Pedro F. Guerreiro 24 de Outubro de 2015 às 18:21
Samuel Garcia já tinha feito vários pedidos de ajuda para conseguir creche para os quatro filhos
Samuel Garcia já tinha feito vários pedidos de ajuda para conseguir creche para os quatro filhos FOTO: Luís Costa
"Desviaram um móvel para tirar a chave, que estava num local alto, e abriram a porta". Foi assim que, quando chegou do trabalho, cerca das 02h00, Samuel Garcia percebeu que os dois filhos, gémeos de 3 anos, tinham saído de casa enquanto a mãe dormia. Foram encontrados sozinhos, descalços e à chuva, num parque infantil a cerca de 500 metros da residência, por um jovem que deu o alerta à PSP.
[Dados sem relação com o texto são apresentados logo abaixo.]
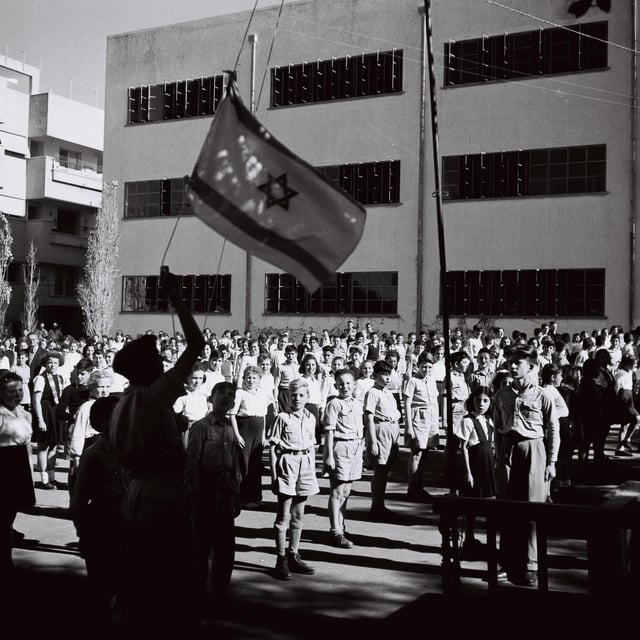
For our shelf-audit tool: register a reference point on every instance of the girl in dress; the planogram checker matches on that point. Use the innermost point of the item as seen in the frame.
(475, 433)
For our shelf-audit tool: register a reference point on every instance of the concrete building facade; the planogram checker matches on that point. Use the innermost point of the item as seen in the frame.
(537, 121)
(51, 179)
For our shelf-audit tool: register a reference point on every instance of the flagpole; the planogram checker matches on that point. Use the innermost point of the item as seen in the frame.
(450, 448)
(253, 41)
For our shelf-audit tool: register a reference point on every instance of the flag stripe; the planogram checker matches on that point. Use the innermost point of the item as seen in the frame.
(249, 121)
(247, 225)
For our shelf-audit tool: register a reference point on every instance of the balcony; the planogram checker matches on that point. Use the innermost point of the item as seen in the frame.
(47, 178)
(55, 245)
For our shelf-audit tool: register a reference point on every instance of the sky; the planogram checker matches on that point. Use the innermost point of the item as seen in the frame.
(67, 39)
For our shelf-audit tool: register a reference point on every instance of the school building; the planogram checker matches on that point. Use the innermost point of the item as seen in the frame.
(50, 189)
(537, 115)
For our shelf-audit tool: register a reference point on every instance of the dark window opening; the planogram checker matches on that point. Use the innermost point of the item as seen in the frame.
(202, 294)
(532, 292)
(374, 293)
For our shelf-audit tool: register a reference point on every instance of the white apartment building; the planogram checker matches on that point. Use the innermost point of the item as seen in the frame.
(51, 187)
(537, 132)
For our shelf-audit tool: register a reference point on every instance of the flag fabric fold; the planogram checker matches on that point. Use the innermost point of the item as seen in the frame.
(251, 189)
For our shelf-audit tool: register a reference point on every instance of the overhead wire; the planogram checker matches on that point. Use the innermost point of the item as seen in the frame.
(560, 26)
(441, 55)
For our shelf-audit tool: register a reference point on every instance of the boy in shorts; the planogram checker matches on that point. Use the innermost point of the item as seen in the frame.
(381, 416)
(343, 452)
(293, 477)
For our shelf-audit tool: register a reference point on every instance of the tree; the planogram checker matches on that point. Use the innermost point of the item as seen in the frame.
(6, 255)
(96, 291)
(31, 278)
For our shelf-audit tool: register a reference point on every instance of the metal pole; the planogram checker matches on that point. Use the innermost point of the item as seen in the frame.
(634, 167)
(421, 180)
(450, 449)
(253, 41)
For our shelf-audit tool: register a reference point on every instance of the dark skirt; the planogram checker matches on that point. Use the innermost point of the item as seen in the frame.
(56, 432)
(251, 429)
(16, 478)
(626, 409)
(481, 461)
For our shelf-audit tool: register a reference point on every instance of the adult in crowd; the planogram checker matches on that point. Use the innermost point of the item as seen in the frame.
(15, 465)
(158, 589)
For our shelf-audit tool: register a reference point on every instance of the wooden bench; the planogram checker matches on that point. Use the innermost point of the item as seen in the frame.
(612, 531)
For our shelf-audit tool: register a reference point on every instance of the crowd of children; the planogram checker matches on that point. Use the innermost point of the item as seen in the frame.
(345, 397)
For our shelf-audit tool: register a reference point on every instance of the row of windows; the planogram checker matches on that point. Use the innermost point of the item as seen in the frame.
(525, 173)
(338, 78)
(202, 294)
(174, 100)
(533, 292)
(364, 293)
(579, 47)
(514, 55)
(368, 182)
(151, 198)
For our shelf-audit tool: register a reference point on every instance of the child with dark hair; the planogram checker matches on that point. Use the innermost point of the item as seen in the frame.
(475, 434)
(293, 478)
(284, 374)
(421, 424)
(343, 452)
(381, 417)
(629, 417)
(212, 477)
(95, 505)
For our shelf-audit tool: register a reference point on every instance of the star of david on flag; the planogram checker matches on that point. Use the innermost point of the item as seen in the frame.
(250, 188)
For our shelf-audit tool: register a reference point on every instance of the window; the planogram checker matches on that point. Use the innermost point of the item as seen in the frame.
(362, 293)
(533, 292)
(580, 47)
(174, 100)
(65, 281)
(203, 294)
(367, 182)
(151, 198)
(67, 221)
(70, 159)
(369, 74)
(525, 173)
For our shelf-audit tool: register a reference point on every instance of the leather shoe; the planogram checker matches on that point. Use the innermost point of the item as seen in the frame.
(341, 541)
(281, 570)
(298, 565)
(524, 579)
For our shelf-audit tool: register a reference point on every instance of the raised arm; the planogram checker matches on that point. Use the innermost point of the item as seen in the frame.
(193, 336)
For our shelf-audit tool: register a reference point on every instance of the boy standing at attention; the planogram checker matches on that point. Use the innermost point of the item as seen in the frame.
(381, 416)
(343, 452)
(293, 477)
(212, 476)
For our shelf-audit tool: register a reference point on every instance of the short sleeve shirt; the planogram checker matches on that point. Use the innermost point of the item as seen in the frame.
(382, 404)
(295, 431)
(344, 417)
A situação levou a Comissão de Proteção de Crianças e Jovens (CPCJ) a atribuir a guarda temporária dos dois menores – além de outros dois irmãos, também gémeos, de 18 meses (um dos quais está internado no hospital de Faro) – ao Refúgio Aboim Ascensão, como medida cautelar. O pai, Samuel Garcia, assume a culpa da situação, mas lamenta o desfecho. "Somos culpados mas não somos criminosos. Eu e a mãe somos bons pais e gostamos muito dos nossos filhos", lamenta, adiantando que já está a pagar uma pena ao não ter os menores consigo.
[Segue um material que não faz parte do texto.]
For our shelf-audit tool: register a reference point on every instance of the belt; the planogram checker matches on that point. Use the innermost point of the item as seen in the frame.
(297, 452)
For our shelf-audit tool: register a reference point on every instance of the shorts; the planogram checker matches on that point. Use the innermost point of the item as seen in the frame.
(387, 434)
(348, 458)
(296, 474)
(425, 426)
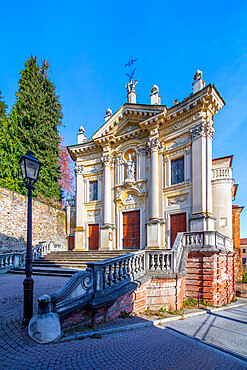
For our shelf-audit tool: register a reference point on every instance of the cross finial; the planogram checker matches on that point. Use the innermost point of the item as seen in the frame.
(130, 65)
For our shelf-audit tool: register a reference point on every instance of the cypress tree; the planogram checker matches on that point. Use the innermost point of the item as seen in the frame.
(33, 125)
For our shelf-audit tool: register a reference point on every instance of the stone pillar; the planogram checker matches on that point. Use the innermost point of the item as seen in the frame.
(222, 183)
(202, 218)
(154, 181)
(106, 230)
(238, 268)
(153, 225)
(80, 226)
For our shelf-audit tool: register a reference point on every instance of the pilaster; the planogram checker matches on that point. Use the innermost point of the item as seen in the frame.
(202, 218)
(106, 230)
(80, 228)
(154, 224)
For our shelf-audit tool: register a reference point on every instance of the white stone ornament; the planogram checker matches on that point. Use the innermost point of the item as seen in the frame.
(130, 199)
(130, 168)
(45, 326)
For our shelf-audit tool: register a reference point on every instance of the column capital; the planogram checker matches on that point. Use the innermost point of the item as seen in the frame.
(204, 129)
(154, 144)
(79, 169)
(106, 159)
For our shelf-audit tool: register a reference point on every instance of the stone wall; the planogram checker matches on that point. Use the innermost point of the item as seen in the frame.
(48, 222)
(211, 275)
(153, 294)
(236, 210)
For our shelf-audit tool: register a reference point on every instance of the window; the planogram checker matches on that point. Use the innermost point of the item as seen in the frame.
(177, 171)
(93, 190)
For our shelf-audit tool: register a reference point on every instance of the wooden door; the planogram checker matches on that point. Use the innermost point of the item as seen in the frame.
(71, 240)
(93, 237)
(178, 224)
(131, 230)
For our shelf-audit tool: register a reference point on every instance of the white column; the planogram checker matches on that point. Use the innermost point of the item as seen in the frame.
(154, 239)
(80, 227)
(107, 193)
(106, 230)
(201, 219)
(154, 180)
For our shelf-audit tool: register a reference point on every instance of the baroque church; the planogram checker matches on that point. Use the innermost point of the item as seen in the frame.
(148, 173)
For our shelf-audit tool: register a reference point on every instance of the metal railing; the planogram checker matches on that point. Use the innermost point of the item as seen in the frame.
(207, 239)
(17, 259)
(221, 173)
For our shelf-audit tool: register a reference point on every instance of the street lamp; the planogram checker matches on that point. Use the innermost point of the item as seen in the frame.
(30, 167)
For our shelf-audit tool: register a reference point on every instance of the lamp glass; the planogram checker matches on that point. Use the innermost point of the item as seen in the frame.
(29, 168)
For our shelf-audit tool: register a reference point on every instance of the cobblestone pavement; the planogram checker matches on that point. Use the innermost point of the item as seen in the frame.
(149, 348)
(225, 329)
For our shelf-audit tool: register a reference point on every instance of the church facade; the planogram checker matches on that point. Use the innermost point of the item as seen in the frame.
(147, 173)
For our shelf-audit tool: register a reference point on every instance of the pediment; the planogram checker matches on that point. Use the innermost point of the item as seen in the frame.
(127, 119)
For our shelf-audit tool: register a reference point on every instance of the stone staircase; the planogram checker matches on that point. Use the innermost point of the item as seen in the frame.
(67, 263)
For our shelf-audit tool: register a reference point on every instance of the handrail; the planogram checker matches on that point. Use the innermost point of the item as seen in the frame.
(207, 239)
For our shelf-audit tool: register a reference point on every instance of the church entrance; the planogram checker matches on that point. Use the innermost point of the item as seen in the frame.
(131, 230)
(93, 237)
(178, 224)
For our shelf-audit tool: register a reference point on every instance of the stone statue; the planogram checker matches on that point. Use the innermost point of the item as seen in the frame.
(130, 168)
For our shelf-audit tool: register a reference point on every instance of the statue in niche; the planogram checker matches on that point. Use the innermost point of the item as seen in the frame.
(130, 168)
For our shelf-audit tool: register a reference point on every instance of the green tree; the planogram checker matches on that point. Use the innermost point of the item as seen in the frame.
(3, 108)
(33, 125)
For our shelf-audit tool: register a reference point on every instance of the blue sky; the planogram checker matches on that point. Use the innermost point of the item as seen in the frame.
(88, 43)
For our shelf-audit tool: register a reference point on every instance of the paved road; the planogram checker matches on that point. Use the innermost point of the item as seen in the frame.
(225, 329)
(149, 348)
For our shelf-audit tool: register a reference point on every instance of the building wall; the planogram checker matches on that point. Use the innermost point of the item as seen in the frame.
(48, 222)
(211, 275)
(152, 137)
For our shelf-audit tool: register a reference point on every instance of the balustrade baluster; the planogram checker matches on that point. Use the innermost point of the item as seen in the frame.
(162, 261)
(139, 263)
(120, 271)
(104, 277)
(115, 272)
(125, 271)
(129, 264)
(152, 262)
(133, 266)
(168, 262)
(110, 276)
(158, 262)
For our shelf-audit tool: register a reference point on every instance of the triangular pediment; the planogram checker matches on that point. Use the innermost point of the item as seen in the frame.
(127, 119)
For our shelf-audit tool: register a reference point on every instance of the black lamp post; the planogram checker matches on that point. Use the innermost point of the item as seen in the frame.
(30, 167)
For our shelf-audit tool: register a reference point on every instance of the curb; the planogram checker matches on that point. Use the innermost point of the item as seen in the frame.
(141, 325)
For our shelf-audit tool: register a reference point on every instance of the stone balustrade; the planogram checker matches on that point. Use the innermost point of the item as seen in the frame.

Sem apoio familiar próximo, Samuel Garcia diz que tanto ele como a companheira foram vítimas de cansaço extremo. "Somos pais de quatro gémeos, um deles está no hospital há 18 meses e temos de fazer um enorme esforço. Estamos cansados e acredito que ela [a mulher] não está bem e, por isso, vai ter apoio psicológico", revela.

O pai lamenta ainda que, até ao momento, nunca tenham existido vagas na creche para nenhum dos quatro filhos, apesar dos vários pedidos à autarquia e à Direção Regional de Educação. "Tive falta de apoio, mas vou fazer tudo para recuperar os meus filhos", garante.